Clima, gli attivisti africani denunciano il greenwashing sul continente

A Nairobi, capitale del Kenya, si conclude oggi il primo Africa Climate Summit, il vertice sul clima africano in preparazione alla Conferenza delle Nazioni Unite per il Clima, COP28, in programma a Dubai, negli Emirati Arabi Uniti, tra il 30 novembre e il 12 dicembre prossimi.

In particolare, l’incontro africano si concentra su due aspetti: la transizione energetica e l’African Carbon Markets Initiative (ACMI), il programma africano per entrare nel mercato dei crediti di carbonio. L’Africa e i suoi governi chiedono al resto del mondo di sostenere gli investimenti verdi nel continente, anzi sostanzialmente chiedono di mantenere le promesse, fino ad oggi vane, che il mondo fa all’Africa da almeno un decennio su questa materia. Secondo il rapporto Stato del clima in Africa 2022 dell’Organizzazione Meteorologica Mondiale (OMM), l’Africa è responsabile solo di una minima parte delle emissioni globali di gas serra ma soffre “in modo sproporzionato” l’emergenza climatica. Secondo l’African Climate Policy Center della Commissione Economica per l’Africa delle Nazioni Unite, i costi delle perdite e dei danni dovuti al cambiamento climatico in Africa dovrebbero essere compresi tra 290 e 440 miliardi di dollari, a seconda del grado di riscaldamento globale del pianeta.

Questo, riassunto al massimo, è quello di cui si parla a livello governativo. C’è poi però il capitolo società civile che, nonostante spesso si pensi – sbagliando – che “in Africa non ci sono attivisti per il clima”, ha portato ai leader africani e al mondo intero le sue istanze. Le sue denunce. La sua protesta. Gli attivisti per il clima di Friends For Earth Africa (FEA), un’organizzazione ambientalista panafricana che si concentra sul sostegno alle lotte ambientali basate sui diritti nella regione africana, hanno criticato la nuova Africa Carbon Markets Initiative, affermando che si tratta solo di un altro “incentivo” all’inquinamento che metterà a repentaglio gli sforzi per ridurre le emissioni di carbonio.

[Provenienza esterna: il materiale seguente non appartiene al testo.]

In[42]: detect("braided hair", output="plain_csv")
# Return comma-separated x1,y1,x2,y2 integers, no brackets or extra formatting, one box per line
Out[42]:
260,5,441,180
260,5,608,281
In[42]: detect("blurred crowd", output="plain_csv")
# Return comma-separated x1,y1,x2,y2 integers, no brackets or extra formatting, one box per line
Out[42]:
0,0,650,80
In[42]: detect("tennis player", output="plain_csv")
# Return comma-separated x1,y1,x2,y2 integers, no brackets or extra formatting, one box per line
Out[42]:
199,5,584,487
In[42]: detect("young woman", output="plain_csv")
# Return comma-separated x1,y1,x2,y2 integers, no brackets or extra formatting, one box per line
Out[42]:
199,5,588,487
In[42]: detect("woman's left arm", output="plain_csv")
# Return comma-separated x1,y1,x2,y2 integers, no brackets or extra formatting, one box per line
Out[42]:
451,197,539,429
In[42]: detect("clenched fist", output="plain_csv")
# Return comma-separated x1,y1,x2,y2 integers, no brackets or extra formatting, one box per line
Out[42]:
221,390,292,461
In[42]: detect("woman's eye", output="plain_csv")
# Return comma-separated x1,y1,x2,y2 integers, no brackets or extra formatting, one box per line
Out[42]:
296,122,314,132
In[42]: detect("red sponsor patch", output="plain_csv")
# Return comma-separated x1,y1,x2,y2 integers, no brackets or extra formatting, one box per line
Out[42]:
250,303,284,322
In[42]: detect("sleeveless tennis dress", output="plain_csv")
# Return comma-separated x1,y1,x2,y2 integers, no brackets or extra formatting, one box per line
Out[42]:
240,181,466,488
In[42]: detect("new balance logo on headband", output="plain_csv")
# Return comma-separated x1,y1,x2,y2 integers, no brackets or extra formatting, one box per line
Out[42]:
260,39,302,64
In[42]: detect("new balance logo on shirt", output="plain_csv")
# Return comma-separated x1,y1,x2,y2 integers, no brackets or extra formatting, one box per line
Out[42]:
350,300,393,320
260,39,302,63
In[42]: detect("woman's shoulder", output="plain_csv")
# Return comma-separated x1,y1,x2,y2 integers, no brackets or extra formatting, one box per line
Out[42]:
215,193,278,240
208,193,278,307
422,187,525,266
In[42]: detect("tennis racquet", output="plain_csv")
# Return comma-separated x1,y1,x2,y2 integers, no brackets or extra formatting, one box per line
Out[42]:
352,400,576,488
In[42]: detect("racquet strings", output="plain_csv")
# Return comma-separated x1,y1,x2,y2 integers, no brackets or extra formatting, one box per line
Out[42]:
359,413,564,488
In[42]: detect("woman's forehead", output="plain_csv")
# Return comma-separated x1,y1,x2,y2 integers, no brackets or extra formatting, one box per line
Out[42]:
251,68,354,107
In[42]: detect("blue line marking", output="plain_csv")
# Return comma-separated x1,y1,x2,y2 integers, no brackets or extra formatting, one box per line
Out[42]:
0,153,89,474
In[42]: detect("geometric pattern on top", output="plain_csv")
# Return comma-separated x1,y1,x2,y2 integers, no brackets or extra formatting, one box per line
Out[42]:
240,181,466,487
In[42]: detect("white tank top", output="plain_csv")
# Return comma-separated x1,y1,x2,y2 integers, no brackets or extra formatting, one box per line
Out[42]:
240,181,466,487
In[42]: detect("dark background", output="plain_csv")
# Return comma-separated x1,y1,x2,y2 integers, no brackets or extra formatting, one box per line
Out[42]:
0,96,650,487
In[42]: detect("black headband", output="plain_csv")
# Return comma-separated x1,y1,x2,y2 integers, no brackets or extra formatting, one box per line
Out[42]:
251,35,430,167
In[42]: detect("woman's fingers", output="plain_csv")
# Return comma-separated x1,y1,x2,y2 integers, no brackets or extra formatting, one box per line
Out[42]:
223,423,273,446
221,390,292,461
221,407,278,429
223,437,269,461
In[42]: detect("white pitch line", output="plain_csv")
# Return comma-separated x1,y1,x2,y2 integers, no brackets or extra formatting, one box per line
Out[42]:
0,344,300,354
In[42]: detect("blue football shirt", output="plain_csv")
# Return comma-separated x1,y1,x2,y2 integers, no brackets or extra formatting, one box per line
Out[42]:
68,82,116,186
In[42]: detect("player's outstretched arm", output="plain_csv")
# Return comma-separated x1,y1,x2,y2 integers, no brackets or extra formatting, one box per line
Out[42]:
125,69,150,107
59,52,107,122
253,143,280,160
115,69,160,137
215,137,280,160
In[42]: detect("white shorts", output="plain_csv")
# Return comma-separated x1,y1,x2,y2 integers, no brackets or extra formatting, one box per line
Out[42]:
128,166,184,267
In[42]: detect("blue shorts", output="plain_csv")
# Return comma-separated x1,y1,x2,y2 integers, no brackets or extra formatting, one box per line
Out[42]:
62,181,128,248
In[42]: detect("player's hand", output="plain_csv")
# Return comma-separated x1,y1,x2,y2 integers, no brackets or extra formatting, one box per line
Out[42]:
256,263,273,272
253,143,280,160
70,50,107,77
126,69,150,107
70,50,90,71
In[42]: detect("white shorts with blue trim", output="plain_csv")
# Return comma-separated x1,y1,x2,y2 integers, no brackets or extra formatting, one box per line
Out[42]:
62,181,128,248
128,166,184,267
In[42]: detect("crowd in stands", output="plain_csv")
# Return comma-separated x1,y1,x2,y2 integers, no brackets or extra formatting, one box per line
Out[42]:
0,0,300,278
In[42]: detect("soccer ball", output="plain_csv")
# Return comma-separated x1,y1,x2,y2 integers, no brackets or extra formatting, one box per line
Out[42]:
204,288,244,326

“Dobbiamo respingere qualsiasi iniziativa che non si concentri sul raggiungimento del 100% di energia rinnovabile nel continente africano” si legge nel comunicato stampa di FEA, in cui si evidenzia che la crisi climatica non può essere risolta “spostando l’aria da una parte all’altra del mondo” trasformando l’Africa in una discarica virtuale. “I mercati del carbonio si fondano su diversi miti scandalosi: presumono che le emissioni permanenti di combustibili fossili possano essere equiparate ai fragili cicli biologici naturali del carbonio” sostiene in una nota Omar Elmawi, direttore esecutivo di Muslims for Human Rights (Muhuri, altra organizzazione ambientalista africana). “È illogico, questi due processi hanno cicli di vita diversi. Le soluzioni basate sulla natura, come il rimboschimento, non sono permanenti: il carbonio immagazzinato negli alberi viene rilasciato quando gli alberi bruciano o il terreno si degrada, perché dovremmo investire in progetti che lasciano più domande che risposte?”

FEA sostiene che i governi africani e di tutto il mondo sono “decisi” a promuovere unicamente l’agenda dei mercati del carbonio: “Centinaia di milioni di dollari sono stati promessi lunedì, inclusi 450 milioni di dollari dalla Carbon Alliance degli Emirati Arabi Uniti, per aumentare di 19 volte la produzione di crediti di carbonio in Africa entro il 2030” ma per i gruppi ambientalisti africani l’African Carbon Markets Initiative è l’ultimo programma di greenwashing sul quale politici, imprese e alcuni filantropi si stanno impegnando, sostenendo che risolverà il problema climatico dell’Africa. In base all’ACMI le aziende private sarebbero infatti libere di emettere fino a 2,5 miliardi di tonnellate di carbonio aggiuntivo all’anno entro il 2050 in cambio dei crediti di carbonio acquistati sui mercati.

Di altre criticità relative al sistema di commercio dei crediti di carbonio, in chiave africana, ho scritto qui parlando di un’azienda emiratina che acquista foreste in Africa per rivendere poi i crediti di carbonio ai privati. Un’operazione di greenwashing che, guarda caso, è messa in atto da un membro della famiglia reale di Dubai, che ospiterà la COP28.